Thesis 60: When we know God as it is our privilege to know Him, our lives will be lives of continual obedience.
A classic paragraph in the book The Desire of Ages sums up the question of obedience. It identifies genuine obedience; it tells us how genuine obedience can be obtained.
“All true obedience comes from the heart. It was heart work with Christ. And if we consent, He will so identify Himself with our thoughts and aims, so blend our hearts and minds into conformity to His will, that when obeying Him we shall be but carrying out our own impulses. The will, refined and sanctified, will find its highest delight in doing His service. When we know God as it is our privilege to know Him, our life will be a life of continual obedience. Through an appreciation of the character of Christ, through communion with God, sin will become hateful to us.” – Page 668.
Let’s go back and read it carefully, taking one sentence at a time.
“All true obedience comes from the heart.” If that is true, then all obedience that does not come from the heart is not true obedience, right? If we have to work hard to obey, going against our own desires and inclinations, then whatever we manage to produce is only morality, never obedience.

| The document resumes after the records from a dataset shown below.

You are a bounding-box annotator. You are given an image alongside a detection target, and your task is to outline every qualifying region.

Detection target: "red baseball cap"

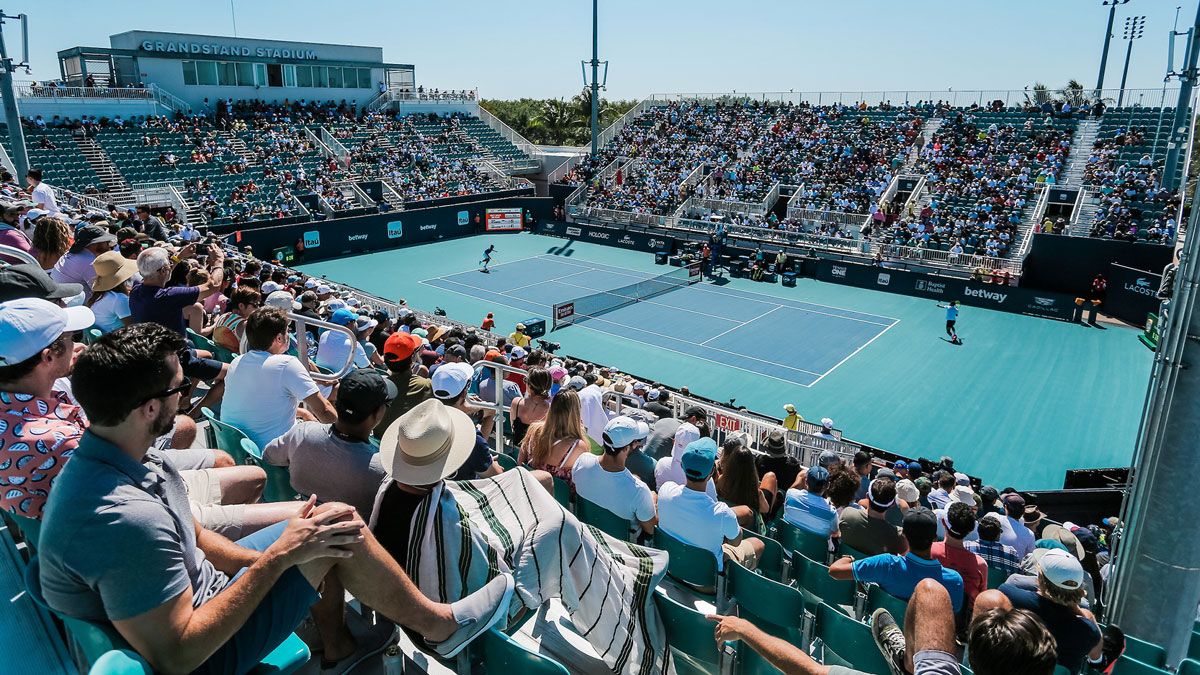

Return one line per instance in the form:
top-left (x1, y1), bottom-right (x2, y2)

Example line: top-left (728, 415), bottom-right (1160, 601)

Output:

“It was heart work with Christ.” Christ is the greatest single example of righteousness by faith.
He came to this earth not only to die for us, but also to show us how to live. Revelation 3:21 gives the promise,
“To him that overcometh will I grant to sit with me in my throne, even as I also overcame, and am set down with my Father in his throne.”
We are invited to be overcomers in the same way in which Christ overcame.
“If we consent, He will so identify Himself with our though and aims, so blend our hearts and minds into conformity to His will, that when obeying Him we shall be but carrying out our own impulses.”
What is our part? To consent. What is His part? To change our hearts and minds and even our impulses, until we find ourselves doing His will naturally and spontaneously Do you like the sound of impulsive obedience? Would it be good news to you, when faced with a decision in your life, to discover that your first impulse was in harmony with the will of God? It’s available!
“The will, refined and sanctified, will find its highest delight in doing His service.” If the service of God was your highest delight, would you have to try hard to obey? Would obedience be hard work? Or would it be–well, delightful!
Now comes the method, the explanation for how all of this can happen in our lives. “When we know God as it is our privilege to know Him, our life will be a life of continual obedience.”
Let me ask you, if you find that you are not experiencing continual obedience as yet, what is the problem? Do you need to try harder? Do you need to make more resolutions? Do you need to develop your will power? Or do you need to put forth greater effort to know God as it is your privilege to know Him?
And finally, “Through an appreciation of the character of Christ, through communion with God, sin will become hateful to us.” Do you find sin hateful? Or do you sometimes find sin attractive? If you find sin attractive instead of hateful, what is wrong? You have not yet gained a true appreciation of the character of Christ; you need to commune with God.
When we become acquainted with God, knowing Him as it is our privilege to know Him, obedience will he natural, spontaneous, and impulsive! As we place our deliberate effort toward communion with Him, obedience will be the inevitable result.